Friday, July 2, 2010

Exactly what does this mean?

Given that the European Communities Act specifically states that European legislation takes precedence over UK legislation, given that there have been several legal cases (Factortame, Metric Martyrs) in which the judge firmly decided that European legislation takes precedence, given that we have had numerous replies in Parliament about the inevitability of being taken to the ECJ if we do not implement EU legislation it is a little odd to hear Ministers talk blithely about retaining Parliamentary sovereignty. What could they possibly mean?

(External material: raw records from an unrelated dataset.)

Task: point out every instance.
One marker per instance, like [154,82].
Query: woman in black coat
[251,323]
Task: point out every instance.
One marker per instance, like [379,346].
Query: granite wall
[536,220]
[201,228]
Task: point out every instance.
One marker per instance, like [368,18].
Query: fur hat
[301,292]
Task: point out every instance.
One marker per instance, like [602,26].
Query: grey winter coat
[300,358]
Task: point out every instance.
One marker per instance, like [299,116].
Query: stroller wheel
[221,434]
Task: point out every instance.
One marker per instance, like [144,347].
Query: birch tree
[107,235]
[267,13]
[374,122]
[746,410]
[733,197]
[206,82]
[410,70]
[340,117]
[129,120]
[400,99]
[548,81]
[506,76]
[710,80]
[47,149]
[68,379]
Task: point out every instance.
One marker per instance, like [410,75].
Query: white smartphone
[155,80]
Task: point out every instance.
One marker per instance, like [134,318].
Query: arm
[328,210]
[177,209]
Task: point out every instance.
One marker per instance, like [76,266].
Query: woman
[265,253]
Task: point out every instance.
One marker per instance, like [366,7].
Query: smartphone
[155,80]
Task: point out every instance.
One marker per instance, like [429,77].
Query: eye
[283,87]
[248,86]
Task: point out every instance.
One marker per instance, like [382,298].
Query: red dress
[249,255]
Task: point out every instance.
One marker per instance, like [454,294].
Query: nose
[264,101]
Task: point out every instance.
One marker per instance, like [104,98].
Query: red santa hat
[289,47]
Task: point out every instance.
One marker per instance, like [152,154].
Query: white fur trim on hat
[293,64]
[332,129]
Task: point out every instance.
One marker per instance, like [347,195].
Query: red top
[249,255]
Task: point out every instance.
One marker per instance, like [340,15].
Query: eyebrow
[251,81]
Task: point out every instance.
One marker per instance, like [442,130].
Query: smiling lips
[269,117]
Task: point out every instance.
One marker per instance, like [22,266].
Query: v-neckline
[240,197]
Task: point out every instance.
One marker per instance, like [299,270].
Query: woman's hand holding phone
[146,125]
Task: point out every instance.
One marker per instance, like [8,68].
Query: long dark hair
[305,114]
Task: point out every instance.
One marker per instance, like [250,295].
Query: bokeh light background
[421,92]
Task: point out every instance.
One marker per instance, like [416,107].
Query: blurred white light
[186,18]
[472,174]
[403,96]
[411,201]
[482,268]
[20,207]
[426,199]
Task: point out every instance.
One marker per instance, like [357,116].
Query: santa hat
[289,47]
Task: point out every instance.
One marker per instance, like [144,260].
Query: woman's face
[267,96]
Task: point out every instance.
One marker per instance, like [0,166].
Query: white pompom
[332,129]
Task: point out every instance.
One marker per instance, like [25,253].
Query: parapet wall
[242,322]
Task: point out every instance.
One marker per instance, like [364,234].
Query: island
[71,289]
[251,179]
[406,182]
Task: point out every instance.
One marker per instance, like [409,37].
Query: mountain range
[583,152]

Lord Stoddart of Swindon (yes, him again) put down a Written Question:
To ask Her Majesty's Government whether they will investigate the balance of powers between the United Kingdom Parliament and the European Parliament following the implementation of the Lisbon treaty.
Lord Howell's reply raised more questions than it answered:
The Government are examining the case for a United Kingdom Sovereignty Bill, to make it clear that ultimate authority remains with the UK Parliament. The common law is clear-the UK Parliament is sovereign. We are examining whether the common law provides sufficient ongoing and unassailable protection for the principle of parliamentary sovereignty.
So what will happen if Parliament refuses to implement certain financial directives that are likely to destroy the City?

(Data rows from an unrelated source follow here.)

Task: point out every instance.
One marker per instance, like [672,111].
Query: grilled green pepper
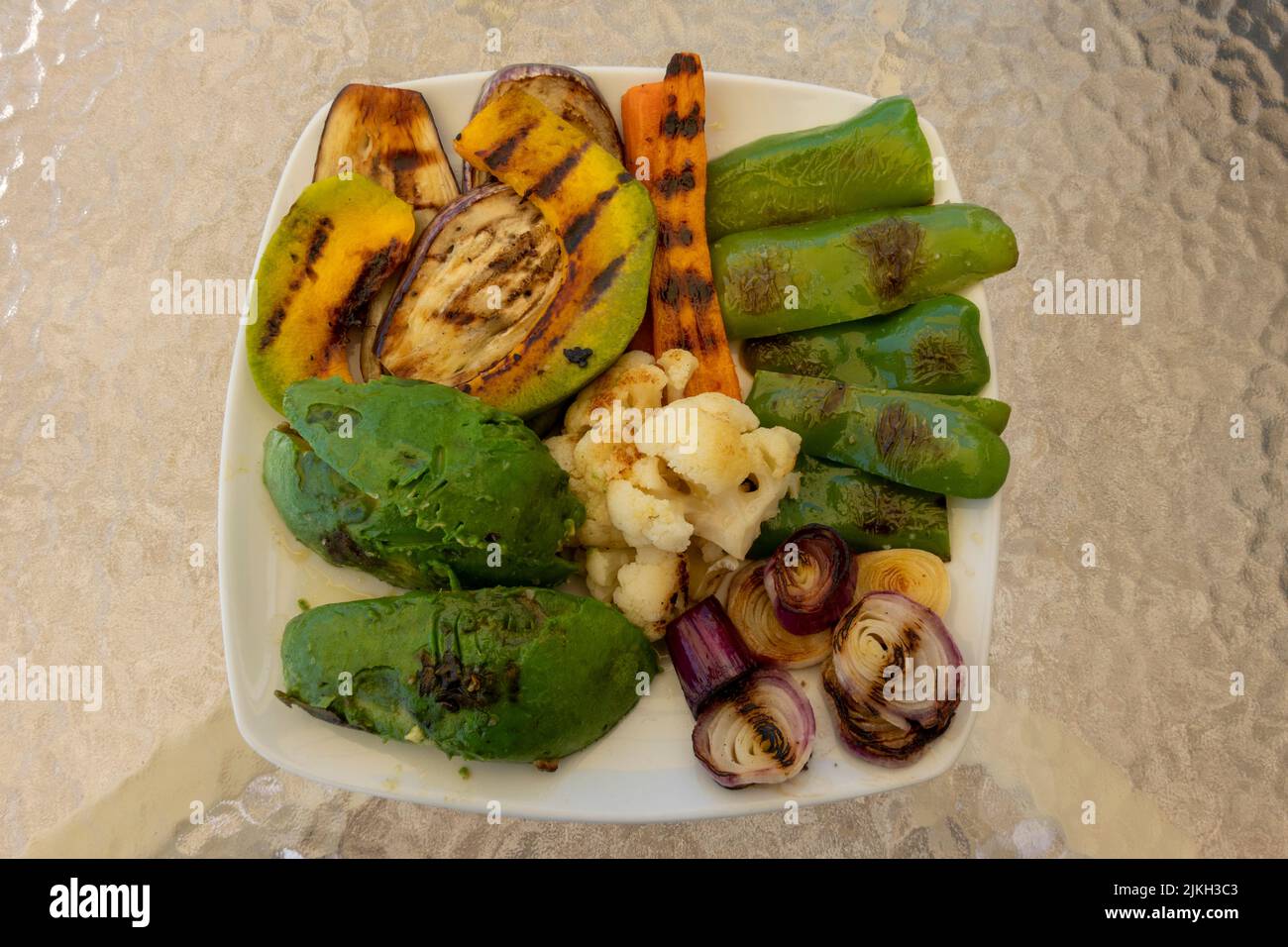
[800,275]
[868,512]
[877,158]
[928,347]
[498,674]
[344,525]
[482,491]
[934,442]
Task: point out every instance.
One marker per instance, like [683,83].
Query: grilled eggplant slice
[524,354]
[387,136]
[478,279]
[568,93]
[333,250]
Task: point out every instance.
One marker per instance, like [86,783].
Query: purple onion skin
[706,651]
[535,69]
[874,736]
[747,694]
[835,602]
[421,250]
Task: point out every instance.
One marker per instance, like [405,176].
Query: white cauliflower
[653,589]
[657,471]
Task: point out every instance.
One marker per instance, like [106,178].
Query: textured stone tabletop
[138,140]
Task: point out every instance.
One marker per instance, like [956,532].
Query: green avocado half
[416,483]
[497,674]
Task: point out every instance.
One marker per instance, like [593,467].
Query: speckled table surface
[130,150]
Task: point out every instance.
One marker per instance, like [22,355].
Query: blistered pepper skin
[932,346]
[936,444]
[803,275]
[868,512]
[877,158]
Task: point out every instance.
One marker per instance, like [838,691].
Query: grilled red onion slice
[760,732]
[892,725]
[752,613]
[810,579]
[706,651]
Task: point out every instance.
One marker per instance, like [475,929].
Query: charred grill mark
[348,312]
[604,279]
[698,289]
[669,294]
[674,235]
[344,551]
[500,157]
[687,127]
[892,248]
[682,64]
[317,241]
[271,328]
[901,434]
[769,735]
[455,684]
[550,182]
[585,223]
[522,248]
[675,182]
[832,402]
[690,285]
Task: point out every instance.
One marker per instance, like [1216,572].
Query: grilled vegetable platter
[603,410]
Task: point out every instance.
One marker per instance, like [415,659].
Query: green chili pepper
[932,442]
[868,512]
[877,158]
[928,347]
[803,275]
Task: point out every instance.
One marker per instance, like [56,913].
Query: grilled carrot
[665,121]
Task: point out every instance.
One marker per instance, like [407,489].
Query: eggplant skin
[346,526]
[568,93]
[329,257]
[606,228]
[389,137]
[442,324]
[497,674]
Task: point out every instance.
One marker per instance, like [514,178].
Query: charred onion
[760,732]
[892,659]
[913,573]
[810,579]
[706,651]
[752,613]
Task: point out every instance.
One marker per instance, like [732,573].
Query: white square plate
[643,771]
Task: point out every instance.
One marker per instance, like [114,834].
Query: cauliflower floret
[601,567]
[652,589]
[679,367]
[732,519]
[707,450]
[722,406]
[597,460]
[648,521]
[632,380]
[777,449]
[696,470]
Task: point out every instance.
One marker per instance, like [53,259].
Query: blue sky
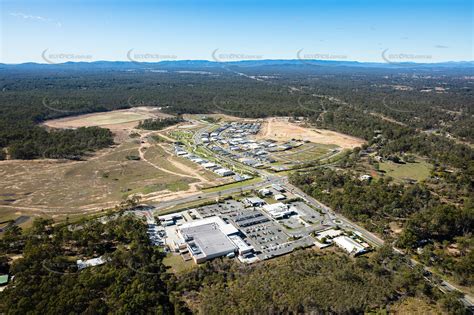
[73,30]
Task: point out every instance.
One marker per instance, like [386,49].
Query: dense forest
[135,280]
[420,109]
[377,203]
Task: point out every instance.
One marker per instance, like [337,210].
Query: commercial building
[207,241]
[254,202]
[224,172]
[243,248]
[279,197]
[208,238]
[279,210]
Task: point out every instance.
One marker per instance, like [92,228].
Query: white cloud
[35,18]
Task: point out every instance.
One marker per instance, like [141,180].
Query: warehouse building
[279,210]
[208,238]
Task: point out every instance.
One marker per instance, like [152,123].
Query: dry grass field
[280,129]
[136,165]
[117,119]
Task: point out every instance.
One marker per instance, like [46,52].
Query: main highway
[330,217]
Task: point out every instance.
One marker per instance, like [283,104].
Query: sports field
[280,129]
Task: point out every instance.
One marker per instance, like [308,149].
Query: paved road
[330,216]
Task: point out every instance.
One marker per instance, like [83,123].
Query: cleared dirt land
[138,164]
[281,129]
[117,119]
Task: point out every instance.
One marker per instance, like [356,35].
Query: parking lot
[266,235]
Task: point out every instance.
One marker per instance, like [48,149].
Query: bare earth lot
[281,130]
[117,119]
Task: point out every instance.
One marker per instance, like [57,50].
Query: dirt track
[281,129]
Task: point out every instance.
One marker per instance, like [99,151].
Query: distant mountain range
[200,64]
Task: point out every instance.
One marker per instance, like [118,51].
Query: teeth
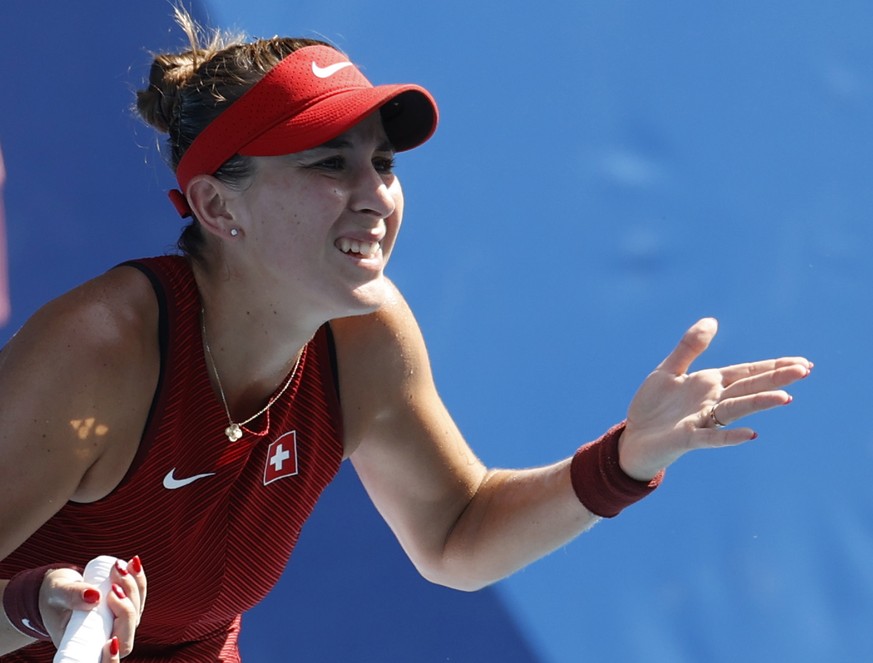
[366,249]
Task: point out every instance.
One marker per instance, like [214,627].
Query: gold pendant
[233,432]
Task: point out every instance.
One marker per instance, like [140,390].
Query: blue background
[604,174]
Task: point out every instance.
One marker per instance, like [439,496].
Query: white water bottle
[88,630]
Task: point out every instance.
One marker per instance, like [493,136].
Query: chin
[370,296]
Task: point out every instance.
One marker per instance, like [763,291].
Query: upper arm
[71,412]
[410,455]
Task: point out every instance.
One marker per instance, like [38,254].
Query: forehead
[368,133]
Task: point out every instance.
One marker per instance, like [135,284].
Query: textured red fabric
[600,483]
[214,547]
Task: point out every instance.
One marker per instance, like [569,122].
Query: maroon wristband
[21,600]
[600,483]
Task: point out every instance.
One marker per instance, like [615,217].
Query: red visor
[310,97]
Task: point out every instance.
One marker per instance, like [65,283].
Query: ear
[209,198]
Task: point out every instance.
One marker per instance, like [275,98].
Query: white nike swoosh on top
[171,482]
[330,70]
[26,622]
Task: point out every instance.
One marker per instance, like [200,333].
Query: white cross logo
[279,458]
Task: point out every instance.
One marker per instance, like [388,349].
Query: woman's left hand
[674,412]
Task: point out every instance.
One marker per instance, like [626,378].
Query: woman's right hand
[64,590]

  1. "So what will happen if Parliament refuses to implement certain financial directives that are likely to destroy the City? "

    No great problem. Dem Tories will rant and rave about it, hold their referendum and then the EU will just trump it with their precedence rules and the power will move over the Brussells.

    One thing's certain though. Whatever happens we still will not be given the opportunity to vote on membership.

  2. That actually is not the point. If Parliament is still sovereign the question of membership becomes slightly less urgent. So we need to know whether it is sovereign.

  3. Who is to decide whether Parliament is sovereign? The Judges seem to have decided based presumably on the, what was it, "The Single European Act" or somesuch from a few years ago. Parliament appears to have shirked it's resonsibilities on this and pretty much everything else. It has always seemed odd that Judges, sworn to uphold the Queens peace and the Common Law thereby, should just stand up and say that EU Law takes precedence. I ask out of interest and as a regular follower of your very good site as well as the EURef site.

  4. Sorry Helen, I did not take in the opening paragraph, of course the European Communities Act does that. However there is still the problem that Parliament did not do it's job of rpresenting the people. As I read the "Bill of Rights", a Constitutional document, MPs do not have the power to give away our Country and accept foreign control. So I am trying to understand how we can have arrived at this state.

  5. Surely we have arrived at this state because enough of the "establishment" agree with the idea that the UK has no future as an independent state that they have been able to have their way. The law (especially old-fashioned , fuddy-duddy law like the Bill of Rights) has nothing to do with it and has been swept aside where it is inconvenient.

    To sum up: Political Will > Law.

    Of course this is nothing new.

  6. There was a time the Bill of Rights was new though its authors maintained that they were merely enshrining time-honoured ideas. So, once we are out of the EU, there may be an argument for a renewed Bill of Rights. In the meantime, we can test the proposition that Parliament is sovereign by refusing to implement a whole raft of EU legislation that we do not want. The question is, will that happen.